Miało być pełno roboty, bo nowa strona, nowy serwer, a tu chuj. Ciągle coś nie działa, coś zmieniają, nie można się niczego dotknąć - więc jak zwykle siedzę jak idiota 8h przed monitorem i klikam w jakieś gówna, zamiast robić coś pożytecznego, na przykład grać w SF IV.

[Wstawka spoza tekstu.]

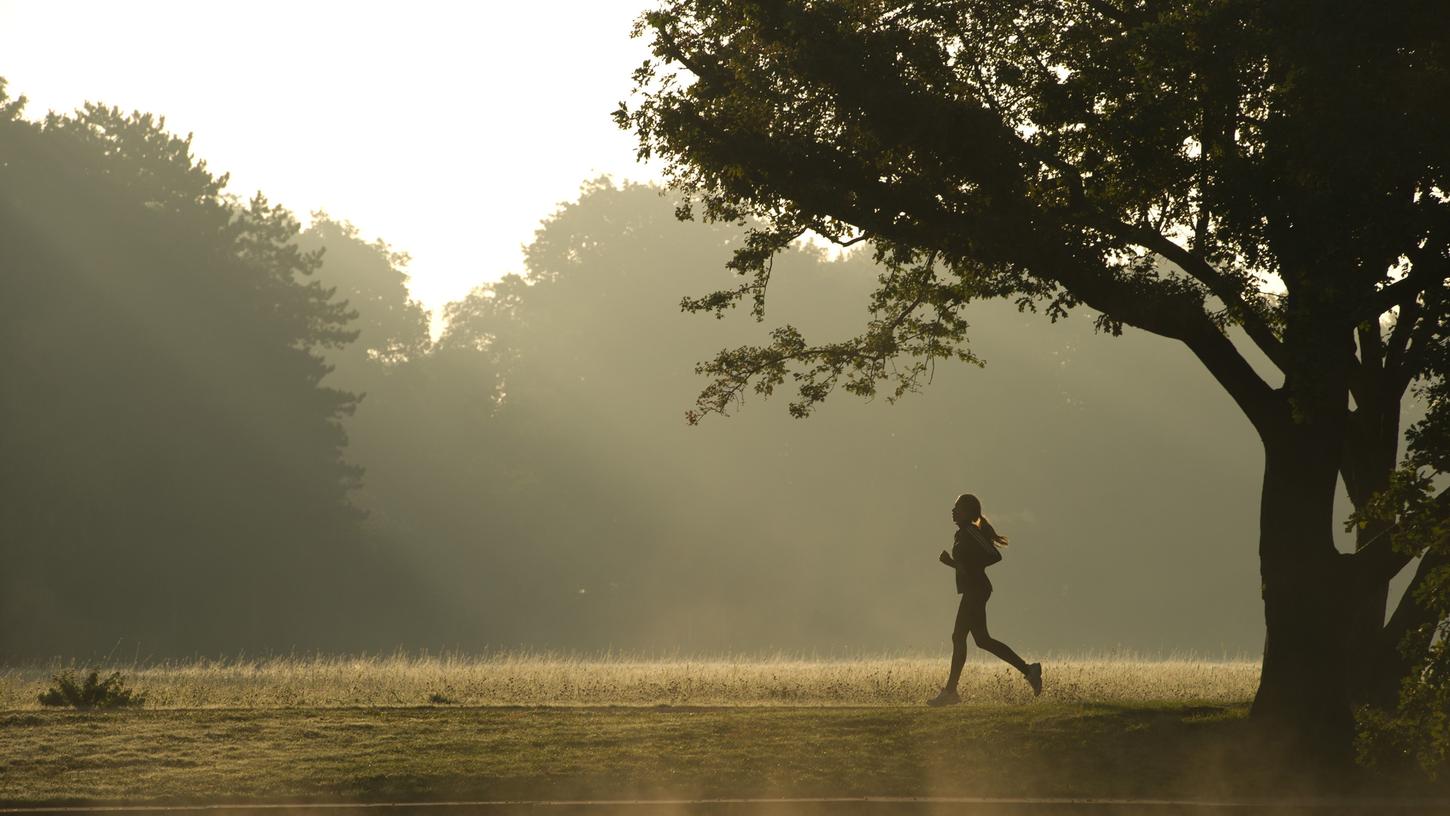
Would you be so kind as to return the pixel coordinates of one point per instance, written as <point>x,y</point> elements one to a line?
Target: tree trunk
<point>1304,692</point>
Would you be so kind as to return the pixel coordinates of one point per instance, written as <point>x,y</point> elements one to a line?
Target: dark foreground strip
<point>863,806</point>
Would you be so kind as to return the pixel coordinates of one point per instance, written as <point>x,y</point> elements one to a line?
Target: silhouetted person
<point>973,550</point>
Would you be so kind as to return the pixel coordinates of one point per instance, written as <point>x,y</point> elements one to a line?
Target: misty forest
<point>1163,284</point>
<point>226,434</point>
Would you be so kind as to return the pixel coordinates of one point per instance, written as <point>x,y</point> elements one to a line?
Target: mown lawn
<point>1041,750</point>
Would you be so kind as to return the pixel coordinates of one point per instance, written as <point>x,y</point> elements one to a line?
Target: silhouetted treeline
<point>171,463</point>
<point>210,444</point>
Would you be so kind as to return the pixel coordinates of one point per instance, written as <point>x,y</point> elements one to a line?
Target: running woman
<point>973,550</point>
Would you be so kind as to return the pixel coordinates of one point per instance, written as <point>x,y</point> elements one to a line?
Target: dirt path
<point>857,806</point>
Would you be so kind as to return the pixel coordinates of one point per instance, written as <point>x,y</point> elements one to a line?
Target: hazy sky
<point>445,128</point>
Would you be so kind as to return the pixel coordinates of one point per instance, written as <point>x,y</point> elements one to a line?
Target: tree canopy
<point>1263,183</point>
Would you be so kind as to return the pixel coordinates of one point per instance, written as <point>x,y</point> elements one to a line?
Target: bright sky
<point>447,128</point>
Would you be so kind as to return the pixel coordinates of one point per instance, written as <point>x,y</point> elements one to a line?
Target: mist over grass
<point>521,679</point>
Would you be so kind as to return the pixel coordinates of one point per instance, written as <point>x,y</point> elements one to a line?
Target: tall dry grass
<point>554,680</point>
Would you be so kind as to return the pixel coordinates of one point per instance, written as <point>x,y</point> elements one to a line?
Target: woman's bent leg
<point>959,642</point>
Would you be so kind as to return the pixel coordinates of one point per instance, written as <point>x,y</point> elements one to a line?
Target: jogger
<point>975,548</point>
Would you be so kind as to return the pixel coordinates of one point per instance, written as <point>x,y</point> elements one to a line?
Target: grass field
<point>545,680</point>
<point>547,728</point>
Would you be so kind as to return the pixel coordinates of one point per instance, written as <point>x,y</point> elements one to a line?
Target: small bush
<point>90,693</point>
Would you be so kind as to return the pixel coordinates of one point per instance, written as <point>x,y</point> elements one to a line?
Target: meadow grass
<point>622,680</point>
<point>519,726</point>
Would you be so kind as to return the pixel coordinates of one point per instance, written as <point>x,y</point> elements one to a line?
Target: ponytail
<point>992,535</point>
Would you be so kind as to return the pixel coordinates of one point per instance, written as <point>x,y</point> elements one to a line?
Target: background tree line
<point>224,434</point>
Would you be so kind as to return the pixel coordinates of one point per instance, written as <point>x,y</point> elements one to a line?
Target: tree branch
<point>1379,560</point>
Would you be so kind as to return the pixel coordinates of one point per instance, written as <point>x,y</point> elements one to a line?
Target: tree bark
<point>1304,692</point>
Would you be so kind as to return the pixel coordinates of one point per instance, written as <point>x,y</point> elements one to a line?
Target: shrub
<point>90,693</point>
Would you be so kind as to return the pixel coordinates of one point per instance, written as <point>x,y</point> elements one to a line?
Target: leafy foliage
<point>170,444</point>
<point>92,692</point>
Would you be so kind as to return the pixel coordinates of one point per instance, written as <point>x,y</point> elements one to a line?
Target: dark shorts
<point>972,613</point>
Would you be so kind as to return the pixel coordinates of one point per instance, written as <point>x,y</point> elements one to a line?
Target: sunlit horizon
<point>441,102</point>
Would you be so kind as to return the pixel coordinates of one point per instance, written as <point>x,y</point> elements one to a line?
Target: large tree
<point>1259,181</point>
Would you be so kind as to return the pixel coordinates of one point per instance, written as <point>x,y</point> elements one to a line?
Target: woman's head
<point>967,509</point>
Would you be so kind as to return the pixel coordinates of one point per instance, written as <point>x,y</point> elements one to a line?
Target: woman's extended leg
<point>959,642</point>
<point>978,622</point>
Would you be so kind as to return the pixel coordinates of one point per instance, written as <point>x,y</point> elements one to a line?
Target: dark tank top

SF IV powoduje agresję. Na szczęście nie u mnie, tylko u mojej żony. Mam taką wczuwkę, że nie widzę nic poza grą, choćby obok mnie wyginała się jakaś xxxlaska, paliły mi się plecy, mieszkanie by zalewała powódź - nie zauważył bym. W związku z tym Towarzyszka Życia ma pewne pretensje, ale Ona po prostu nie rozumie, że w obecnej chwili nie ma nic ważniejszego niż przejście trybu arcade 22 postaciami, aby odblokować Akumę, Goukena i Setha. Do tego challenge czekają nieruszone, a jeszcze trzeba skopać parę dup na Live. Życie z graczem budzącym się z letargu nie jest łatwe, ale ja nikomu nie kazałem za mnie wychodzić, hehe ;)
Do tego wszystkiego straszy debet na koncie, a dla mnie teraz priorytetem jest zakup arcade sticka, najlepiej Hori Real Arcade Pro EX, ale siedzę cicho, bo fala krytyki i patelnia w głowę są jedyną odpowiedzią na moją "zachciankę".
Zapomniał bym o ważnej życiowej zmianie. Z Lucky Strike'ów Blue przerzuciłem się na Lucky Strike'i Original Red. Ładniejsze opakowanie ;]
Ten blog dobitnie świadczy o tym, jaki jestem pojebany. Wiem, że i tak nikt tego nie przeczyta, więc przekaz podprogowy: boga nie ma.